Mal calculer la pente de mon chéneau de véranda m’a coûté 250 euros, voilà ce que j’ai appris

juillet 3, 2026

Veranda avec chéneau mal calculé montrant une erreur de pente coûteuse avec eau stagnante et homme frustré

Mal calculer la pente de mon chéneau de véranda m’a coûté 250 euros quand j’ai levé l’escabeau après l’orage. Depuis la banlieue de Reims, je suis parti un samedi matin vers une maison près de la gare de Reims pour finir ce chantier avant l’été.
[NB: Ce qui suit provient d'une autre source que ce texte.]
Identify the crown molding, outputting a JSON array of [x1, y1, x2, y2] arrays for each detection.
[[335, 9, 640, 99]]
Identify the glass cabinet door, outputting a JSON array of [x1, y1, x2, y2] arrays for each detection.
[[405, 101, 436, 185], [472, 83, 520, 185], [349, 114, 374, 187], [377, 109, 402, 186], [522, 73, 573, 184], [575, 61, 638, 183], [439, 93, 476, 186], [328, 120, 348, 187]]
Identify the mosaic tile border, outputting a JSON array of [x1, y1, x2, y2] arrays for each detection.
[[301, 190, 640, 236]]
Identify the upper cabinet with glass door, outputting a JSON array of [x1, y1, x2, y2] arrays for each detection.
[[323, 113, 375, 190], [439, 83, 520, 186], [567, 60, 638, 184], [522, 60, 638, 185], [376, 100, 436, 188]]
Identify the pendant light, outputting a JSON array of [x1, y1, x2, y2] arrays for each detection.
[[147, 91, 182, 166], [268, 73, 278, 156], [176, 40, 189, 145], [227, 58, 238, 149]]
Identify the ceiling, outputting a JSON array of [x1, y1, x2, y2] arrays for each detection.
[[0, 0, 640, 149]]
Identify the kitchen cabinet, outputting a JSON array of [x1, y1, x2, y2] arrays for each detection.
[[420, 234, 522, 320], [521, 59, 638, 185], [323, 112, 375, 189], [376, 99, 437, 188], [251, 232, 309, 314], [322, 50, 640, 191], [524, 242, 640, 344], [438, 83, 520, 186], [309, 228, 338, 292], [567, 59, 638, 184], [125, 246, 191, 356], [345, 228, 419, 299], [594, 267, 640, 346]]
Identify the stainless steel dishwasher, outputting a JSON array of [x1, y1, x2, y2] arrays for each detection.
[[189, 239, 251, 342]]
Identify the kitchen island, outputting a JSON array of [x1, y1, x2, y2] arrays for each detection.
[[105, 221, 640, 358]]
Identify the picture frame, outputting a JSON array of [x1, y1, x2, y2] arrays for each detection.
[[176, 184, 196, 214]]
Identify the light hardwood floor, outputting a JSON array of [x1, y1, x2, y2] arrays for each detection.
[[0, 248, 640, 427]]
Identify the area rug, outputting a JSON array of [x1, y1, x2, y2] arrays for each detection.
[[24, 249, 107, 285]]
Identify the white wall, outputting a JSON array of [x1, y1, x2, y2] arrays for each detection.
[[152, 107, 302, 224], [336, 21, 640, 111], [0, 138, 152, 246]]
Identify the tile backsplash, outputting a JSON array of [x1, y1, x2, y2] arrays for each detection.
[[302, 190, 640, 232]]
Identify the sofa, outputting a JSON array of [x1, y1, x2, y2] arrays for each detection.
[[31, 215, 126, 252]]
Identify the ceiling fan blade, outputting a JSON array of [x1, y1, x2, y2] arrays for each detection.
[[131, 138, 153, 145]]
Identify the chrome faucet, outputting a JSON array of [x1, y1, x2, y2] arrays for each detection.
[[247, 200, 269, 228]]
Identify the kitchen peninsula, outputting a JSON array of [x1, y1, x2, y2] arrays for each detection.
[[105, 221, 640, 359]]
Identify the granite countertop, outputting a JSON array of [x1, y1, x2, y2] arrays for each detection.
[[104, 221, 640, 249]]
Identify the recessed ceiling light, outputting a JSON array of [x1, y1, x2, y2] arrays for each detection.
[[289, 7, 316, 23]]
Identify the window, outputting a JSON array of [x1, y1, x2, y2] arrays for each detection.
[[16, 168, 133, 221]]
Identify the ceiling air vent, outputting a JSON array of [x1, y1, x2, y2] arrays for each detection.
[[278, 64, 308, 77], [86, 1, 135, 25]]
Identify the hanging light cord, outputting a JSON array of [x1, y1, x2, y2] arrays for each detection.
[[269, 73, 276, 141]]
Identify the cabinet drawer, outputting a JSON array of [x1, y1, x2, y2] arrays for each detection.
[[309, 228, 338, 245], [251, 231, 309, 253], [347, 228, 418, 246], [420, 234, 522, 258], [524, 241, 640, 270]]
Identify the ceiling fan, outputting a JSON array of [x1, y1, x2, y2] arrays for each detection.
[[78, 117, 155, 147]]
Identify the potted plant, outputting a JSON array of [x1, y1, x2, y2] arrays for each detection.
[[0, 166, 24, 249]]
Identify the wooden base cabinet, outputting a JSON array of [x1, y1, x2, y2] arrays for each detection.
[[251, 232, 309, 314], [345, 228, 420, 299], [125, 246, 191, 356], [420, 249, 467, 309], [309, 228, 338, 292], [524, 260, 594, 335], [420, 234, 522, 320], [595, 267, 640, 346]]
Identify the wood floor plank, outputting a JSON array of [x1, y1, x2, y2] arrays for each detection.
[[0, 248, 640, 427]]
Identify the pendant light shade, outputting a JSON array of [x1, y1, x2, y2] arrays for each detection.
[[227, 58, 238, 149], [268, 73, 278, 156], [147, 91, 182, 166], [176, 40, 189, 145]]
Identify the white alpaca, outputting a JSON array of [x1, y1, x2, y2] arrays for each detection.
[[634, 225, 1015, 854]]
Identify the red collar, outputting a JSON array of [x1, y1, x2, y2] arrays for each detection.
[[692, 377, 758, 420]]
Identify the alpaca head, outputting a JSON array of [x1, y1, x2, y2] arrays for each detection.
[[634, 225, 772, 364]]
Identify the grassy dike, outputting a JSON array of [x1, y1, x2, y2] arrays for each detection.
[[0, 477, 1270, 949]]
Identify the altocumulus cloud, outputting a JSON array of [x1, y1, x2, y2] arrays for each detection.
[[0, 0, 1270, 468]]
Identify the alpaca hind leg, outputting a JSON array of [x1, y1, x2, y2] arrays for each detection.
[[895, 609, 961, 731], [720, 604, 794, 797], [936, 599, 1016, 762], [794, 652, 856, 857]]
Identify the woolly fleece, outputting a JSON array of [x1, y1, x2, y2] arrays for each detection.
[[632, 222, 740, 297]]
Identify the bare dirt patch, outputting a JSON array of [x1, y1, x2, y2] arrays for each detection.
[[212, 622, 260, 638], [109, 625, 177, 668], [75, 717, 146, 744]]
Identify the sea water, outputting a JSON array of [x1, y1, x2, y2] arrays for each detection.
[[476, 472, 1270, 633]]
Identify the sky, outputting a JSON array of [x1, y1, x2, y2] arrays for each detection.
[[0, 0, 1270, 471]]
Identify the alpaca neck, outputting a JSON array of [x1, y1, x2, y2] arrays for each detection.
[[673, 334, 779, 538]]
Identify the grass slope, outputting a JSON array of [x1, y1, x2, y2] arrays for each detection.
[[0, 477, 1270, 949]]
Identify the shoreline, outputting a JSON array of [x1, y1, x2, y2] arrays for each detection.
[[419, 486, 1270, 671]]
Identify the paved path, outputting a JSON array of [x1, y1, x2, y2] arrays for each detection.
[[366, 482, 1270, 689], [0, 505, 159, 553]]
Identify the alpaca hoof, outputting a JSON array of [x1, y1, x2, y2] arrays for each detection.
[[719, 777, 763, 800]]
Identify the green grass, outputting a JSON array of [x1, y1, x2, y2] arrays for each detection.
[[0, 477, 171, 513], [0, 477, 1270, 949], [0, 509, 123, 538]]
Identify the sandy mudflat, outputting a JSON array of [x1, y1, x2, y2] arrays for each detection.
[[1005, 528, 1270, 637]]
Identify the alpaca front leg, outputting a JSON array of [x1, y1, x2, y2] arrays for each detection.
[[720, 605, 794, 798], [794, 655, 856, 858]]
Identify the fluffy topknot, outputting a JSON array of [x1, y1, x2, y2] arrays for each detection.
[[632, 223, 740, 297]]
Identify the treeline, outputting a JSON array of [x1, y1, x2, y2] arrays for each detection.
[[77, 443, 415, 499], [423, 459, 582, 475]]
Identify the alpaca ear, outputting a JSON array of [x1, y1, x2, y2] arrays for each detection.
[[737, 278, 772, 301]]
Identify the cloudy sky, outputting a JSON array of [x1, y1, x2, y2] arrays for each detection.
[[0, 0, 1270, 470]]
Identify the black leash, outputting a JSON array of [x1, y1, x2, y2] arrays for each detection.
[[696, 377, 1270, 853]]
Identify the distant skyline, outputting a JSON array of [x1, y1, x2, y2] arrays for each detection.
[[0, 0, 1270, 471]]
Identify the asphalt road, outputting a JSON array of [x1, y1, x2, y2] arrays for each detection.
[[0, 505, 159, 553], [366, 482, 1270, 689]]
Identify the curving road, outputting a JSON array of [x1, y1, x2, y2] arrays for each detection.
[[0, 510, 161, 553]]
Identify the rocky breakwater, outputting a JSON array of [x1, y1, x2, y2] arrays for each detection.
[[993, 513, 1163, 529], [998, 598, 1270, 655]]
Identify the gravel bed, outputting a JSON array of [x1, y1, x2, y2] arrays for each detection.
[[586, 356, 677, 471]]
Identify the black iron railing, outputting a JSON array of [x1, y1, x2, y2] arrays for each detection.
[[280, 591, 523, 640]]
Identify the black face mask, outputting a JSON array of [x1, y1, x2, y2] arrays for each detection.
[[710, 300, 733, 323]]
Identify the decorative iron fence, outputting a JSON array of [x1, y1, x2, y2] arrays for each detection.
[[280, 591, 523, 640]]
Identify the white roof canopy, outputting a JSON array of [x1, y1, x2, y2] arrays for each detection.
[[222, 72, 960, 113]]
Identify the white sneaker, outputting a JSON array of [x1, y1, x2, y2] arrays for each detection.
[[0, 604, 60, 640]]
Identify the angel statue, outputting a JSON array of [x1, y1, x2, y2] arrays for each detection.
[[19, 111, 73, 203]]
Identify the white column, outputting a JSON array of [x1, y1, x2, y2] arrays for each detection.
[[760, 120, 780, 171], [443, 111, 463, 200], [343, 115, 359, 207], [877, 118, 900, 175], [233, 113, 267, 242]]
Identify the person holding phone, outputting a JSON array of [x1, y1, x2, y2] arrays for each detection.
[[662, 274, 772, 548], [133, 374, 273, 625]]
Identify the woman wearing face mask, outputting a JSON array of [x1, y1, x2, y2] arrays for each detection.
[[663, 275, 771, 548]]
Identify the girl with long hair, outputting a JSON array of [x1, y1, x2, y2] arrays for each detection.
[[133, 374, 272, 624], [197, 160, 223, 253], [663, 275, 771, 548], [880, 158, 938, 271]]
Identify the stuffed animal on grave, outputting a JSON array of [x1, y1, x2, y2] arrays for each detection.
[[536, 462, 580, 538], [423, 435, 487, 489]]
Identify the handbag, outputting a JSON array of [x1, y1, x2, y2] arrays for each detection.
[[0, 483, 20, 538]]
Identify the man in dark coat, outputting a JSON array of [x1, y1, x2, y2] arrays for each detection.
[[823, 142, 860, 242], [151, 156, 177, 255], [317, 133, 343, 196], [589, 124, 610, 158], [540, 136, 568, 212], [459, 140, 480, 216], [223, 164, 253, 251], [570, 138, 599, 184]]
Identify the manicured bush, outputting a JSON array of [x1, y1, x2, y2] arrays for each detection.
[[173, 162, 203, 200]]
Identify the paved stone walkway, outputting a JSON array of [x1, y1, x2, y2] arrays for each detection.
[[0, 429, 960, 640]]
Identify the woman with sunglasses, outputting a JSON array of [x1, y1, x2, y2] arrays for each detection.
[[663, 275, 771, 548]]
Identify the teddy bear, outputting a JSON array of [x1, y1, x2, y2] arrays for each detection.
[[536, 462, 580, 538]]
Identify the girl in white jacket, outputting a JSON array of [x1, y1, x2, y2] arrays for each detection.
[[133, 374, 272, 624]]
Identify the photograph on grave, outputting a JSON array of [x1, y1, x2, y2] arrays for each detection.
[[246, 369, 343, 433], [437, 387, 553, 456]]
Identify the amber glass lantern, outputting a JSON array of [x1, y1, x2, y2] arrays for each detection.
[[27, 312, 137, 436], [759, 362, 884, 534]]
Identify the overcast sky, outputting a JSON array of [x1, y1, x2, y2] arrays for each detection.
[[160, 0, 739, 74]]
Mes deux enfants, 7 et 10 ans, étaient déjà dans mes pattes. J’avais encore les mains pleines de pluie, et cette lame d’eau immobile m’a coupé net. 😕

Le jour où j’ai compris que ça ne marchait pas

En tant que Rédacteur spécialisé en habitat et rénovation, j’ai voulu faire simple, parce que je ne posais pas la véranda comme un couvreur. J’ai été convaincu qu’une pente presque invisible suffirait, surtout après ma Licence en architecture d’intérieur (Reims, 2005), qui m’avait donné un peu trop de confiance sur les lignes droites. Le week-end était gris, le chantier traînait depuis deux jours, et je voulais boucler avant les vacances des enfants.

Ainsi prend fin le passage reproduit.